Via LinkedIn : Many people possess varying impressions and interpretations of Islamic Finance and the nature of its business. One of the most common and prominent misconceptions about Islamic Banking is prohibition against non-Muslims to use Islamic financial products or own institutions offering Islamic financial services.
Islamic finance was established in 1975 with the formation of the Islamic Development Bank, modern Islamic finance is, in relative terms, at the beginning of its life cycle. However, the underlying financial principles of the industry have remained unchanged since their origin over 1,400 years ago.

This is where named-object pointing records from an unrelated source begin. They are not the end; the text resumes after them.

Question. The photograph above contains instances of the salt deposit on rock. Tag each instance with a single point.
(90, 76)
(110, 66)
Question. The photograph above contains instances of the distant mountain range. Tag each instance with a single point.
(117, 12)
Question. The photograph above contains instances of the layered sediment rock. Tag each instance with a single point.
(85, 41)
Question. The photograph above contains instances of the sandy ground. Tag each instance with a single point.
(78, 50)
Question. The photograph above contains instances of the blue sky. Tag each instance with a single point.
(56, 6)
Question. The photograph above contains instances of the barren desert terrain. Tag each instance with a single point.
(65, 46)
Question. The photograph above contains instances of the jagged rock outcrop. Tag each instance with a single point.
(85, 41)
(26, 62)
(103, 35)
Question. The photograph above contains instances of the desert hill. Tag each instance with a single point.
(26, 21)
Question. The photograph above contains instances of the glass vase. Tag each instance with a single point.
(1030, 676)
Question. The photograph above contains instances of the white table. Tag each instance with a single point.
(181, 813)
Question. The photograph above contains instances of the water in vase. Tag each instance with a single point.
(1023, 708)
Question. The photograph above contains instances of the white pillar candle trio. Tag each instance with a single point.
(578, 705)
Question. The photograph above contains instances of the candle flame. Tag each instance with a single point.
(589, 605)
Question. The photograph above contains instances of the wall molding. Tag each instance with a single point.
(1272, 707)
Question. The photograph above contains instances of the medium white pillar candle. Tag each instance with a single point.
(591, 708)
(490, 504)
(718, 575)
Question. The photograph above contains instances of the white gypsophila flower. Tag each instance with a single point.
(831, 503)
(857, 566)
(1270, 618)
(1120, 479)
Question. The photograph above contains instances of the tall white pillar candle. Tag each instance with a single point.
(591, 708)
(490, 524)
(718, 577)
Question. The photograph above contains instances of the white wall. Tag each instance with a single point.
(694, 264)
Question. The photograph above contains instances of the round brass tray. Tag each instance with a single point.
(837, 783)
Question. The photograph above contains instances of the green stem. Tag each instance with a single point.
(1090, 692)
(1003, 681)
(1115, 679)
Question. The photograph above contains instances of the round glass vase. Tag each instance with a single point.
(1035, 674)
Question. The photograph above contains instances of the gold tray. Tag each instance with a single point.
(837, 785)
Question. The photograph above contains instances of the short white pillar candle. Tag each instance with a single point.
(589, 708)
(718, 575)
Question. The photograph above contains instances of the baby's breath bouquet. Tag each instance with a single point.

“Islamic Finance is about ethics, integrity, accountability and social responsibility, it encourages business and entrepreneurship purely on profit and loss sharing basis and completely prohibits fixed incomes. Sharing of risk and returns by investors and entrepreneurs is an integral crux of Islamic finance”
Only for Muslims!
This is a big misconception, seeing as large conventional banking groups such as Citigroup, HSBC and Standard Chartered, among others, are already offering Islamic financial services and prominent entities such as GE, Nestle, Shell MDS, the International Finance Corporation and the Asian Development Bank have raised money through sukuk. This is proof that no prohibition exists in terms of the use of Islamic financial products by non-Muslims, nor are there laws stating that non-Muslims may not own institutions offering such products and services.
As for the prohibition against usury, that is, investments in unethical or immoral sectors such as alcohol, gambling and pornography, it should be noted that other major world religions including Christianity, Judaism, Buddhism and Hinduism also impose this restriction. Many non-Muslims abstain from investing in such businesses as well, whether as a matter of religious, cultural or personal principle.
Even the Vatican’s official newspaper Osservatore Romano has some nice words to say about Islamic finance. “The ethical principles on which Islamic finance is based may bring banks closer to their clients and to the true spirit which should mark every financial service.”
The Islamic banking sector is witnessing an increased number of non Muslim customers/users since the last decade. At Kuwait Finance House’s Malaysian unit, 40 percent of the depositors and 60 percent of its borrowers are non-Muslims. Not just that, In a survey conducted by independent research company, 2Europe, on behalf of Islamic Bank of Britain, in August 2013. The Bank estimates that for the period 1st December 2012 – 1st December 2013, 87% of applications for its Fixed Term Deposit Accounts were from non-Muslim customers.
Since the inception of its Islamic finance banking operations in 1998, HSBC has been a pioneer in the Sharia compliant capital markets industry. HSBC has developed particular expertise and driven innovation in the structuring and issuance of Islamic bonds (Sukuk) and is one of the largest underwriters of Sukuk globally.
“More than 20 international banks operating in the UK are working in Islamic finance. Six of these are fully Sharia compliant, more than any other country in Europe.” – UK Excellence in Islamic finance.
“It’s about respecting the interests of the different parties, avoiding taking advantage of any situation of any counterpart and putting in place fair treatment” explains Rasheed Mohammed al-Maraj, governor of the central bank of Bahrain.
An ever growing demand for transparent, sustainable and ethical investments and fund management are itself a leading cause of growth in Islamic finance sector. Islamic finance is centuries-old practice that is gaining recognition throughout the world and whose ethical nature is even drawing the interest of non-Muslims.